1018
Behavior of Nickel Deposition on Silicon Wafers from TMAH and Ammonia based SC1 Cleaning Process

Monday, October 12, 2015: 14:20
104-A (Phoenix Convention Center)
D. Sinha (Self)
Adverse affect of surface contamination, including metal, on silicon wafer resulted into continuous evolution of RCA cleaning process.1 Deposition behavior of nickel on silicon wafer from SC1 solution, based on TMAH, is investigated here. A number of process parameters like chemical concentration, process time and temperature on deposition behavior of nickel from SC1 solution are considered. The mechanism of nickel deposition is discussed along with possible formation of some nickel silicide on the surface.

                Increased level of nickel deposition, as a function of TMAH concentration, from TMAH based SC1 solution is shown in Fig. 1. Time dependency of nickel deposition is carried out by exposing wafer

into a nickel-contaminated  SC1 solution with incremental period of time. The level of deposited nickel is found to increase with time as shown in Fig. 2. In other words, the non-equilibrium nickel deposition is observed, for the nickel contamination level used here and the period of investigation.

Additional nickel deposition study is performed by exposing wafer to TMAH based SC1 and ammonia based SC1 solution as a function of temperatures separately. Higher nickel deposition tendency, from SC1 bath, is observed in TMAH based SC1 solution compared to ammonia-based SC1 solution. Furthermore, the amount of deposited nickel from SC1 solution increases with temperature. The increased level of nickel deposition from TMAH based SC1 solution compared to ammonia- based SC1 solution is likely influenced by the increased stability of the nickel ion in ammonia with the formation of ammonia-nickel complex. 1

Characterization of surface nickel from nickel-contaminated TMAH-based SC1 solution is carried out by dippingsilcon wafers in SC1 that contains 1ppb Nickel for 4.5 min., 9 min and 18 mins. respectively. This is shown in Figure 3. Amount of deposited nickel in chemical oxide was first analyzed with VPD-ICPMS. Subsequently, non-removable surface nickel on the surface was analyzed by ICP/MS following etching with surface with mixture of hydrofluoric and nitric acid.

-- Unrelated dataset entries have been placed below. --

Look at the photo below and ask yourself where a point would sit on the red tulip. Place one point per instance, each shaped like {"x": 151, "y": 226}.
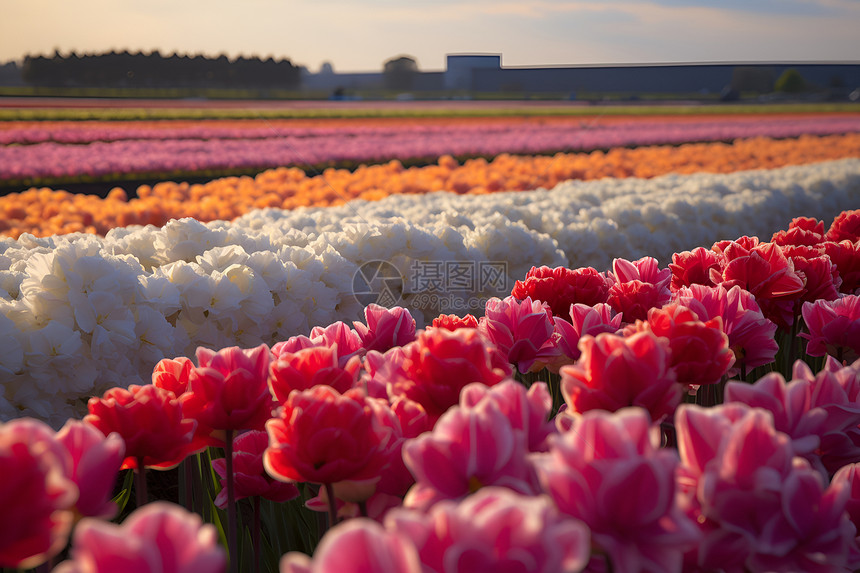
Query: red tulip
{"x": 322, "y": 436}
{"x": 228, "y": 390}
{"x": 250, "y": 476}
{"x": 35, "y": 494}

The mechanism of nickel deposition can be considered to proceed by the reduction of Ni+2 ion via electrochemical oxidation of silicon in the alkaline solution.2 In other words the growth of chemical oxide on silicon is due to high redox potential of the SC1 solution containing peroxide. As indicated above the amount of metal oxide is expected to increase with treatment time observed in a similar study with copper.3

 Furthermore, the observation of silicon oxide between the deposited nickel and substrate in alkaline solution is observed in an EDX analysis of the interface.4 The oxide layer is proposed to be produced by reaction of oxidized silicon with OH- ion promoted by Ni+2ion. Part of Ni adsorbed on wafer from SC1 (TMAH+H2O2) possibly form nickel silicide, which may be difficult to remove in traditional low pH metal cleaning step.

Fig. 1 Amount of Nickel deposited on the wafer following SC1 traetment from  SC1 solution with increasing ratio of TMAH to H2O2 concentration.

Fig. 2. Nickel adsorption from SC1 solution contaminated with 1 ppb of nickel.

Figure 3. Nickel adsorption from TMAH-based SC1 solution and NH3-based SC1 solution as a function of temperature is shown below. Elevated nickel deposition is observed in TMAH-based solution.

Figure 4. Removal and non-removal nickel deposited on the wafer surface treated with dilute hydrochloric acid following depostion from from SC1 solution. Increased amount of non-removable nickel is observed with time.

References

1.W. Kern and D. A. Puotinen, RCA Rev., vol. 31, 187 (1970). 

2.P.M.M.C Bressers, S.A.S.P. Pagano, and J. J. Kelly, J. Electroanal. Chem., vol. 391, pg. 159 (1995).

3. J. S. Kim, H. Morita, J. D. Joo and T. Ohmi, J. Electrochem Soc. Vol. 144 (9), pg. 3275 (1997).

4. N. Takano, N. Hoseda, T. Yamada and T. Osaka, J. Electrochem Soc., vol 146 (4), pg. 1407 (1999).